The announcement came as governments from around the world negotiated in Glasgow how to build on the Paris Agreement to reduce greenhouse gas emissions and protect vulnerable countries from the effects of global warming.
UN Secretary-General Antonio Guterres called the move “an important step in the right direction”.
Some experts noted that the deal lacked commitments that would significantly reduce the gases that trap heat.
“It’s a good sign that the world’s two biggest emitters can actually work together to face humanity’s greatest crisis, but there isn’t much meat after the methane stuff,” said Byford Tsang, a China policy analyst for the European think tank E3G .
Earlier Wednesday, a draft of a larger deal negotiated by nearly 200 countries in Glasgow called for the phasing out of coal – the largest source of man-made emissions – though it did not set a timeline.
Setting deadlines for phasing out fossil fuels is highly sensitive to countries that still depend on them for economic growth, including China and India, and to major coal exporters such as Australia. The future of coal is also a hot-button issue in the US, where a feud among Democrats has held up one of President Joe Biden’s signature climate laws.
Jennifer Morgan, director of Greenpeace International, an observer on climate talks, said the draft call to phase out coal would be a first in a UN climate accord, but the lack of a timeline would limit the promise’s effectiveness.
“This is not the plan to solve the climate crisis. This doesn’t give the kids on the streets the confidence they need,” Morgan said.
The draft also expresses “alarm and concern” about how much the Earth has already warmed and urges countries to cut carbon dioxide emissions by about half by 2030. Promises to date from governments do not match that oft-stated goal.
The draft is likely to change, but it does not yet contain a full agreement on the three main goals the UN has set in the negotiations: rich countries should give the poorer $100 billion a year in climate aid to ensure that half of the that money goes towards adapting to worsening global warming and the promise to reduce global carbon emissions by 2030.
It acknowledges “with regret” that rich countries have failed to deliver on their pledge on climate finance. Currently, they provide about $80 billion a year, which poorer countries in need of financial assistance, both in developing green energy systems and adapting to the worst climate change, say is not enough.
Papua New Guinea’s Environment Minister Wera Mori said that given the lack of financial aid, his country could “rethink” efforts to reduce logging, mining and even UN talks.
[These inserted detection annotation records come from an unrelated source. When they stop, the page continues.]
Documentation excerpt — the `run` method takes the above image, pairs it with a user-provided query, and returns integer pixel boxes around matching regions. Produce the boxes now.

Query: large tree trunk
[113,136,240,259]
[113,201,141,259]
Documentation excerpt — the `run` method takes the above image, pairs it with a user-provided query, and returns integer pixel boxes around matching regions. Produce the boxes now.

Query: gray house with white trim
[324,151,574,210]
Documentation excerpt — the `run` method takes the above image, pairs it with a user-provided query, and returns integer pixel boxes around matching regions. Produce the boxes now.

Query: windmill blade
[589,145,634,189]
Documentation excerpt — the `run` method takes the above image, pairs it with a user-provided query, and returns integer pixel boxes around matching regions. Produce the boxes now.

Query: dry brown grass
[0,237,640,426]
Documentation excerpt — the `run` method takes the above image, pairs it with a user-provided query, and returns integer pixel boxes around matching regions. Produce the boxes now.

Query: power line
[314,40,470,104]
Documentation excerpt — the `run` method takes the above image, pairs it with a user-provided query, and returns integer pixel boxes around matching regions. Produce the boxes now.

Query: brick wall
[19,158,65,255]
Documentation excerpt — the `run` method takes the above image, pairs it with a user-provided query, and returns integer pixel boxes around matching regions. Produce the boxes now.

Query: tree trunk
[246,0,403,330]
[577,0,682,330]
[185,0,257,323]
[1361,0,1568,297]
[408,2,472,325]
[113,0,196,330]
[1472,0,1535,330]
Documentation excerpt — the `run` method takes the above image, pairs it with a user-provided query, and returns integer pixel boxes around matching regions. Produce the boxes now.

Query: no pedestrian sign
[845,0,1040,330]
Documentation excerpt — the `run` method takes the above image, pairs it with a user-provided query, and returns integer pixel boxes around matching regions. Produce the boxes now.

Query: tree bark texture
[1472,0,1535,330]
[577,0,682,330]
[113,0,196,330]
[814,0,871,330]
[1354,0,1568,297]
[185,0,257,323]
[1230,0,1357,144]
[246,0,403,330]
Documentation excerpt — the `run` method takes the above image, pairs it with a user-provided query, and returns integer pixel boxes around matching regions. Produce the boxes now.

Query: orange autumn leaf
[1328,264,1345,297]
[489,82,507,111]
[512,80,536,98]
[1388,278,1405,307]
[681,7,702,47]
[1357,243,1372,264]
The draft says the world should aim to achieve “net zero (emissions)” by mid-century, a target endorsed by leaders of the Group of 20 Largest Economies at a summit just ahead of the Glasgow talks. That means countries should only pump as much greenhouse gas into the atmosphere as can be absorbed naturally or artificially.
In a nod to one of the major problems facing poorer countries, the design vaguely “forces” developed countries to compensate developing countries for “loss and damage,” an expression some rich countries don’t like. But there are no concrete financial commitments.
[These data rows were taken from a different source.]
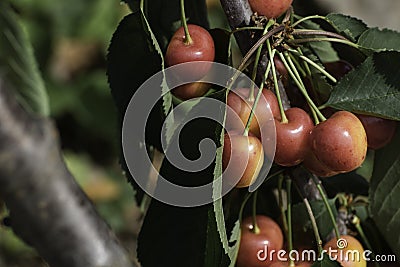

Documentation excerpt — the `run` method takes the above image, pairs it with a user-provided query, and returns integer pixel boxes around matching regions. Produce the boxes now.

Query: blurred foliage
[0,0,141,267]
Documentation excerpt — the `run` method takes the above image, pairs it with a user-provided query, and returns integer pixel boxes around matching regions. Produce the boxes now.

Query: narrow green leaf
[0,1,49,116]
[296,20,339,62]
[326,13,368,42]
[358,28,400,52]
[326,52,400,120]
[369,131,400,257]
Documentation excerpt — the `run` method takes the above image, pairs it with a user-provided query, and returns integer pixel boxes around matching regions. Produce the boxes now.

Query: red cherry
[236,215,283,267]
[225,88,280,138]
[222,131,264,187]
[303,151,338,177]
[275,108,314,166]
[165,24,215,80]
[357,114,397,149]
[249,0,293,19]
[310,111,367,173]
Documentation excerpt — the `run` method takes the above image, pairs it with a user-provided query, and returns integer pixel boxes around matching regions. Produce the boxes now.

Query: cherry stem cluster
[180,0,193,45]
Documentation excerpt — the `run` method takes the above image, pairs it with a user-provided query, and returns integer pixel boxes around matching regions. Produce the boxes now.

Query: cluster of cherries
[165,0,396,267]
[165,5,396,187]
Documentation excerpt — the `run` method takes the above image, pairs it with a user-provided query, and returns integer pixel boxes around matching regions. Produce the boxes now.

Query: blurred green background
[0,0,141,267]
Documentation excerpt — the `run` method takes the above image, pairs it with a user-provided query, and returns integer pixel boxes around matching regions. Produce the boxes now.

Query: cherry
[357,114,397,149]
[165,24,215,80]
[222,131,264,187]
[310,111,367,173]
[225,88,280,138]
[236,215,283,267]
[249,0,293,19]
[303,151,338,177]
[275,108,314,166]
[324,235,367,267]
[172,82,211,100]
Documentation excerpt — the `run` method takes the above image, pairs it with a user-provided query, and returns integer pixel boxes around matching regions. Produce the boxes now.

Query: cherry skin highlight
[165,24,215,80]
[236,215,283,267]
[275,108,314,166]
[222,131,264,187]
[310,111,367,173]
[225,88,280,138]
[357,114,397,149]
Britain’s Alok Sharma, who is chairing the negotiations, acknowledged that “major issues remain unresolved”.
“My big, big question to all of you is to please come armed with the currency of a compromise,” he told the negotiators. “What we agree in Glasgow will determine the future for our children and grandchildren, and I know we will not let them down.”
Associated Press journalist Helena Alves contributed to this report.